Integrating Computational and Experimental Techniques to Decipher Neuronal Heterogeneity

•March 27, 2026

BioTechniques (independent journal site)•Mar 27, 2026

Key Takeaways

•Single‑nucleus RNA‑seq avoids shape‑bias in brain cell profiling
•AI designs enhancers targeting chronic‑pain neuronal subtypes
•10x Xenium spatial transcriptomics resolves enhancer specificity
•Cell‑type‑specific chemogenetics blocks chronic pain without affecting touch
•Automation aims to close loop between experiments and AI decisions

Summary

Andreas Pfenning’s lab at Carnegie Mellon is merging single‑nucleus RNA‑seq, ATAC‑seq and high‑resolution spatial transcriptomics to map neuronal and glial subtypes without the shape‑bias of traditional droplet methods. AI algorithms then design cell‑type‑specific enhancers, which are screened on the 10x Xenium platform to confirm precise targeting. The approach has yielded chemogenetic tools that silence chronic‑pain circuits in mice while preserving normal sensation. Future work aims to automate the experimental‑computational loop and apply the technology to disorders such as Parkinson’s disease.

Pulse Analysis

The brain’s cellular mosaic presents a formidable obstacle for researchers seeking to link specific neuron types to behavior and disease. Traditional single‑cell droplet platforms struggle with the diverse morphologies of neurons, leading to sampling bias. By shifting to single‑nucleus RNA‑sequencing and complementary ATAC‑sequencing, Pfenning’s team captures a more faithful transcriptomic and epigenomic snapshot across thousands of nuclei. Advanced statistical tools such as regression discontinuity help distinguish true discrete cell classes from continuous gradients, while spatial transcriptomics adds a geographic dimension that validates cell‑type boundaries in situ.
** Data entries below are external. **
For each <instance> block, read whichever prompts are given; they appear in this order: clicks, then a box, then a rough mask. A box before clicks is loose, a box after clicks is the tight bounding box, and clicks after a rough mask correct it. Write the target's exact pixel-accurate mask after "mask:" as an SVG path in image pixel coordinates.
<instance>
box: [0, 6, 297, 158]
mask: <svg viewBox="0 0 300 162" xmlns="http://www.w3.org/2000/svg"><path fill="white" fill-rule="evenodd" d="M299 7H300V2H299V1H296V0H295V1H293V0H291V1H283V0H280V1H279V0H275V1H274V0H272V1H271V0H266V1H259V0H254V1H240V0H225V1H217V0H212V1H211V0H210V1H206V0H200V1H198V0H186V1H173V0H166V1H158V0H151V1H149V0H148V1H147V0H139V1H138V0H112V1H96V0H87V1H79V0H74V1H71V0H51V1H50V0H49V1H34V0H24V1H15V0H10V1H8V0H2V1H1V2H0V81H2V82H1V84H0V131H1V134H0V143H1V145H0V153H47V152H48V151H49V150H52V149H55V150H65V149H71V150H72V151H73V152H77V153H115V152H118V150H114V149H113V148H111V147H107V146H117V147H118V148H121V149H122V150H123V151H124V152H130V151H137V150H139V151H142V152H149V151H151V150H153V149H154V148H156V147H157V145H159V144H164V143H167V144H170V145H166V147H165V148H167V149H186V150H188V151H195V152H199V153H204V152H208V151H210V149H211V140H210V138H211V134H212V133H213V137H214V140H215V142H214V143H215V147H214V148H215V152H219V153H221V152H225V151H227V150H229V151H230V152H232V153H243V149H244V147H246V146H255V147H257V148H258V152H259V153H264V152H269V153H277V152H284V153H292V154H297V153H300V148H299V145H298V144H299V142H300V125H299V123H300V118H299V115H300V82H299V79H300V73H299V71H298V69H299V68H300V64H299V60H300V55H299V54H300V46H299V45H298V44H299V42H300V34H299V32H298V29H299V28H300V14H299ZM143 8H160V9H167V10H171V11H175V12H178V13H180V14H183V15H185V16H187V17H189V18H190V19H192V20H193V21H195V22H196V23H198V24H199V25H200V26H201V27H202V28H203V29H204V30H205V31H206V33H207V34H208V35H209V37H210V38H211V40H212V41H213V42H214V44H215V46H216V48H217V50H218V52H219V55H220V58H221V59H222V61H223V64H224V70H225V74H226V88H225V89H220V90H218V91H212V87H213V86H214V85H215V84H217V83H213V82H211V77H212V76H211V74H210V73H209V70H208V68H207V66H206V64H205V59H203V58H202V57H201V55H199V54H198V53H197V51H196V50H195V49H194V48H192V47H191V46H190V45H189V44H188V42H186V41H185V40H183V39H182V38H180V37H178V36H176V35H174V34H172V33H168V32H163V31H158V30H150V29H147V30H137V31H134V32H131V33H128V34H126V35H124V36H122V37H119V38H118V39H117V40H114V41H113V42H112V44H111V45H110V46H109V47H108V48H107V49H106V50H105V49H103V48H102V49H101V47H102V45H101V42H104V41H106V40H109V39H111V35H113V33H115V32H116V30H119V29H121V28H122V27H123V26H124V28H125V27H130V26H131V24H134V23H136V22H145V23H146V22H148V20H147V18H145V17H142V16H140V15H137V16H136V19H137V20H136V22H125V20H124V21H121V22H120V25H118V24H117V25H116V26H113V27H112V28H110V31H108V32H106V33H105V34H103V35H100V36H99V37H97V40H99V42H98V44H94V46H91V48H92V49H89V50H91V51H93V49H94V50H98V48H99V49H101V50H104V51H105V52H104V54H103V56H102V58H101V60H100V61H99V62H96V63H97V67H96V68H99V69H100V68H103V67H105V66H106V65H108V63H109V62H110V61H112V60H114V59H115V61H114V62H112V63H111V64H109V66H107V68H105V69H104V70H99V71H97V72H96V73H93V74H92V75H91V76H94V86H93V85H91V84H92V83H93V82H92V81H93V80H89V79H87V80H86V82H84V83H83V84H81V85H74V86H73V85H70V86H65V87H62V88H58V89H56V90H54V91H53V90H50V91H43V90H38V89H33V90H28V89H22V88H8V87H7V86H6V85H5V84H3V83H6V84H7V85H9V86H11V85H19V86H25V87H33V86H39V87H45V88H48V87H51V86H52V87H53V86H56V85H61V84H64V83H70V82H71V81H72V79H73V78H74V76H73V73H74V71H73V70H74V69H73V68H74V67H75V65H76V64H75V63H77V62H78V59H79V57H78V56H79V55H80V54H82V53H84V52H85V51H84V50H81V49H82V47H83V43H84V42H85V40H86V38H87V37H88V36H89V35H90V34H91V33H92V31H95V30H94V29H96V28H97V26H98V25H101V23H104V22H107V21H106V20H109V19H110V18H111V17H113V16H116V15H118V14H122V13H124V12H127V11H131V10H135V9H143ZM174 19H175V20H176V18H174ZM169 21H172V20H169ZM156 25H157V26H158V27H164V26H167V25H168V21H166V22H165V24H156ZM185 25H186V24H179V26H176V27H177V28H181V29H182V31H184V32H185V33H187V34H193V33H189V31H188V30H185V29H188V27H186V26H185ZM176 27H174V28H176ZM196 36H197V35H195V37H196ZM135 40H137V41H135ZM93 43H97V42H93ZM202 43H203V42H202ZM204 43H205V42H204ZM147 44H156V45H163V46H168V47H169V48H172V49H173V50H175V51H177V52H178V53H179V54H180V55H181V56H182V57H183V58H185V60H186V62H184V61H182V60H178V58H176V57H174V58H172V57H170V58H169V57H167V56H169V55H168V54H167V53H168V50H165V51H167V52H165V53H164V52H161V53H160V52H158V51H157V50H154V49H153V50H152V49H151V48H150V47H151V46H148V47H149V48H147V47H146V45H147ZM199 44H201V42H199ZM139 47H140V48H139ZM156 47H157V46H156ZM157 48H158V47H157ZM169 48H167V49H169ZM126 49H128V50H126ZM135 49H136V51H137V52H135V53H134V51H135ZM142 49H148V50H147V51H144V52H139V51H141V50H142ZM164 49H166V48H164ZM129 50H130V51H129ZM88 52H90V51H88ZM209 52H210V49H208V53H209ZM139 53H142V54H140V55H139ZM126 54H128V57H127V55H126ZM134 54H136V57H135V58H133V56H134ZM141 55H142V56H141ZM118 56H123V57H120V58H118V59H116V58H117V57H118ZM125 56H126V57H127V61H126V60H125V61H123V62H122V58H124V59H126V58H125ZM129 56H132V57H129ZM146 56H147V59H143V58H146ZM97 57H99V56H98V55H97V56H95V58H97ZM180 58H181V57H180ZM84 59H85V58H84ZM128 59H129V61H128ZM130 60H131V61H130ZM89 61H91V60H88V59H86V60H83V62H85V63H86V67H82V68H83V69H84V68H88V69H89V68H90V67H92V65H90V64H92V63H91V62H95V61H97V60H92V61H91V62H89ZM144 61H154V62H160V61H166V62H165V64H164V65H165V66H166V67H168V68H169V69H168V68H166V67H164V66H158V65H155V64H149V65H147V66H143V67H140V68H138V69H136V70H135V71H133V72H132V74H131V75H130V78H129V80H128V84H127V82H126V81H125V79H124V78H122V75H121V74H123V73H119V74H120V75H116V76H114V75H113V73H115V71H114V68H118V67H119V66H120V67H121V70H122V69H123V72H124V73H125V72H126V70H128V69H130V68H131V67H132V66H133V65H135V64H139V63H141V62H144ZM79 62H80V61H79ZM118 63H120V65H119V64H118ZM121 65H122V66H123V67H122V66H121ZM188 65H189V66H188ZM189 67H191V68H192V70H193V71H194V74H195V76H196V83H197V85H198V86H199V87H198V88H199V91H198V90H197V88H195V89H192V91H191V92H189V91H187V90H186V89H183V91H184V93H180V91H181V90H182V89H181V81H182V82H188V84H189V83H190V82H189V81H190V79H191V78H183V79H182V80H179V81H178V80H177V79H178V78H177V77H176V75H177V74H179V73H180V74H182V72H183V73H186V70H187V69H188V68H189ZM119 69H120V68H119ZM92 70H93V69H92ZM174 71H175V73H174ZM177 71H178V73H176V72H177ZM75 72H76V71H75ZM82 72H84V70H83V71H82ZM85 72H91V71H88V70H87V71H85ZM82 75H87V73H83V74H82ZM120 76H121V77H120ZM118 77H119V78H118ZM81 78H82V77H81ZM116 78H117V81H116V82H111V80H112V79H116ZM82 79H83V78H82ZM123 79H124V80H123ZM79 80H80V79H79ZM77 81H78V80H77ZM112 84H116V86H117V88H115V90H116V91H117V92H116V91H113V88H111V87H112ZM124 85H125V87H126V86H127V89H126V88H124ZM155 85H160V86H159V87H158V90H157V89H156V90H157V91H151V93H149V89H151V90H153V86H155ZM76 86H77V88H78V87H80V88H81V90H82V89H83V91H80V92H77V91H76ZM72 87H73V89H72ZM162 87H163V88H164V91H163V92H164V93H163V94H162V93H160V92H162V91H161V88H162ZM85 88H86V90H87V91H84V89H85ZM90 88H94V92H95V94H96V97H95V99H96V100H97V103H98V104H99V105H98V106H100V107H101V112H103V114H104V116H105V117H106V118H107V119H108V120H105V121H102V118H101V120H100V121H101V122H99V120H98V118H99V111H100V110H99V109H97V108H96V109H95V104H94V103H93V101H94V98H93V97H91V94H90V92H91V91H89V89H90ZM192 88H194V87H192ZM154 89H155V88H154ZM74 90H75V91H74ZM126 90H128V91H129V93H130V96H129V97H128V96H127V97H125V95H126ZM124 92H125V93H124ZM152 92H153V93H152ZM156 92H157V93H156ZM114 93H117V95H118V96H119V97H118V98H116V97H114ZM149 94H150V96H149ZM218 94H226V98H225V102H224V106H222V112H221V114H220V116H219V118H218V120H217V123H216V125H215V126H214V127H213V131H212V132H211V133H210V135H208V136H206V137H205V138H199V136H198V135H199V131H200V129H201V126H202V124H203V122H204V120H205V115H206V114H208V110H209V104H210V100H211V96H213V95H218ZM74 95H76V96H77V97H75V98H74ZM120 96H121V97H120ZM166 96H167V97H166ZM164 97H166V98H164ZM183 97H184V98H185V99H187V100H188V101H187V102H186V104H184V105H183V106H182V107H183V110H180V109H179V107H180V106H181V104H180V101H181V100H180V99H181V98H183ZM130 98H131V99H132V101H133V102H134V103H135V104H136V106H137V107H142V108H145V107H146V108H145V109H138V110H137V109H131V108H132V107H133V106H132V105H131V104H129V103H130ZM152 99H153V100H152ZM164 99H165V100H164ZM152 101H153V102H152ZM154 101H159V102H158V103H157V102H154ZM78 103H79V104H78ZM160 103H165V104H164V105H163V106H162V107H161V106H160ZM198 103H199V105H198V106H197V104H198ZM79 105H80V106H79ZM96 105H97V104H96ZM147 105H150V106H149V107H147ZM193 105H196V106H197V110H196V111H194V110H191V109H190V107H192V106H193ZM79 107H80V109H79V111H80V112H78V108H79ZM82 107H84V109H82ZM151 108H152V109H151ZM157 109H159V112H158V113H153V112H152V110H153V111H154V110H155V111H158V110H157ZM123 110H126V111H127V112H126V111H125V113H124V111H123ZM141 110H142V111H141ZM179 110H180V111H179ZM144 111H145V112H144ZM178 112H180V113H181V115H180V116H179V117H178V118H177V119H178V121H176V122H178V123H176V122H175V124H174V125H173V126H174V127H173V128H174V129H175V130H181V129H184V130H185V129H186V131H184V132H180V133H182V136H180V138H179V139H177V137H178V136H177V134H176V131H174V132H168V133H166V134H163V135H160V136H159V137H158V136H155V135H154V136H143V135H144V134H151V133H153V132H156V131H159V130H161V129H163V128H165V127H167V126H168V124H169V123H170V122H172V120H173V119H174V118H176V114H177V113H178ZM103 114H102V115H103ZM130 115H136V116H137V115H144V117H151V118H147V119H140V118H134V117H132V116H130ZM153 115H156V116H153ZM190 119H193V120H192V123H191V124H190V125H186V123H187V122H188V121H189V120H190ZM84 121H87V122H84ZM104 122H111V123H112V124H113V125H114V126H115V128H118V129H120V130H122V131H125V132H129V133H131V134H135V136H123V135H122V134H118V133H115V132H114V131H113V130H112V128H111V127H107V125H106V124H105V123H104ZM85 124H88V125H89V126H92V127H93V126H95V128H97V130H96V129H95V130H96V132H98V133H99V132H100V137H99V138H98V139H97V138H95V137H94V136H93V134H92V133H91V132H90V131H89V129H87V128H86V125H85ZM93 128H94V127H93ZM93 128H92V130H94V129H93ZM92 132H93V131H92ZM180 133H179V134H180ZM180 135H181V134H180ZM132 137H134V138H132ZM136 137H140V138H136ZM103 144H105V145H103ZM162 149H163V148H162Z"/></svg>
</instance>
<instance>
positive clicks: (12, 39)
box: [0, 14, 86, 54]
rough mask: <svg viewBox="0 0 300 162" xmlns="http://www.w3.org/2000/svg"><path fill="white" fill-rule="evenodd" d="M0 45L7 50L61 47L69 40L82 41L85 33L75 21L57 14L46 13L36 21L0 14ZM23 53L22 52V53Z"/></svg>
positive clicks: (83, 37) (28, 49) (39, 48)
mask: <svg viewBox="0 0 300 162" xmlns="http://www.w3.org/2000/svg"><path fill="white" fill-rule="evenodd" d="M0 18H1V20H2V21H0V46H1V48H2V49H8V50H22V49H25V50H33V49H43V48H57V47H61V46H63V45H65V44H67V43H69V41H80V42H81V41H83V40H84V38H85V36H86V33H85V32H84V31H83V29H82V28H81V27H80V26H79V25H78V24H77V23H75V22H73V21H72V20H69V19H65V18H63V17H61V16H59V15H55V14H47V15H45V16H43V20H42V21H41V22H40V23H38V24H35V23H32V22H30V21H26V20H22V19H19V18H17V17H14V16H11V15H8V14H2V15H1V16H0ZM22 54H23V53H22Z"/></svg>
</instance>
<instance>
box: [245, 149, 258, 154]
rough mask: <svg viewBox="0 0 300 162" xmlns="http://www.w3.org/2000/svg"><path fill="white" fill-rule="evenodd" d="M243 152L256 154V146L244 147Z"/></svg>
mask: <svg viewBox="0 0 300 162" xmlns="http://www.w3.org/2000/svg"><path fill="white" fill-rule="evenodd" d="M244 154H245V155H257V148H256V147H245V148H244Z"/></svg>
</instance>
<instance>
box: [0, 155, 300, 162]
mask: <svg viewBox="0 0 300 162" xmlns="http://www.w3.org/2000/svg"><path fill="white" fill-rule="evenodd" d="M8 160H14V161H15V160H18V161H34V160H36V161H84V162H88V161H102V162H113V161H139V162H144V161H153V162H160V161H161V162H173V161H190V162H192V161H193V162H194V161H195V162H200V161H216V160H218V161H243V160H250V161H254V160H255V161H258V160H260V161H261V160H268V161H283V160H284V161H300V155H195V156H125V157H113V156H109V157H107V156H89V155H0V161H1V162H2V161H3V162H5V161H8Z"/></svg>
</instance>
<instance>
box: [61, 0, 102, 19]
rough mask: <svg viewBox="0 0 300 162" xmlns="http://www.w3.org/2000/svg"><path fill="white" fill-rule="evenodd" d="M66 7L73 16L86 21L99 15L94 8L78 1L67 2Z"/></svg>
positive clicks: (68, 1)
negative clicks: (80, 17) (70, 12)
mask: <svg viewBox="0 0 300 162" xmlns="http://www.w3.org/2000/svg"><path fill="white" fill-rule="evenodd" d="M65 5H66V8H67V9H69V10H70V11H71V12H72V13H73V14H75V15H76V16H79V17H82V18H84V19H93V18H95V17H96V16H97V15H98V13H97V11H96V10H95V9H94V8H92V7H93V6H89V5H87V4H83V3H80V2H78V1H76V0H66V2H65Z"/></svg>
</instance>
Artificial intelligence now extends beyond data crunching to experimental design. The lab trains models on single‑cell datasets to predict enhancer and promoter sequences that activate only in targeted subpopulations, such as the chronic‑pain neurons of the spinal cord. These AI‑generated regulatory elements are rapidly evaluated using 10x Xenium, which multiplexes barcoded enhancers and deconvolves their spatial expression patterns. Successful enhancers drive chemogenetic receptors, enabling researchers to silence pain‑related circuits with a systemic drug while leaving normal touch, movement, and breathing untouched—a proof‑of‑concept that showcases the therapeutic promise of cell‑type‑specific gene regulation.

Integrating computational foresight with wet‑lab execution signals a paradigm shift for neuroscience and drug development. Automation platforms in CMU’s labs can now feed AI predictions directly into liquid‑handling robots, creating a closed‑loop system that iteratively refines enhancer libraries based on real‑time experimental feedback. Coupled with the Vertebrate Genomes Project’s expanding comparative datasets, this pipeline offers unprecedented resolution for dissecting conserved and species‑specific neural mechanisms. As the community gathers at ABRF 2026, the exchange of best practices around spatial technologies and AI‑driven design will likely accelerate the translation of these methods from mouse models to human therapeutics.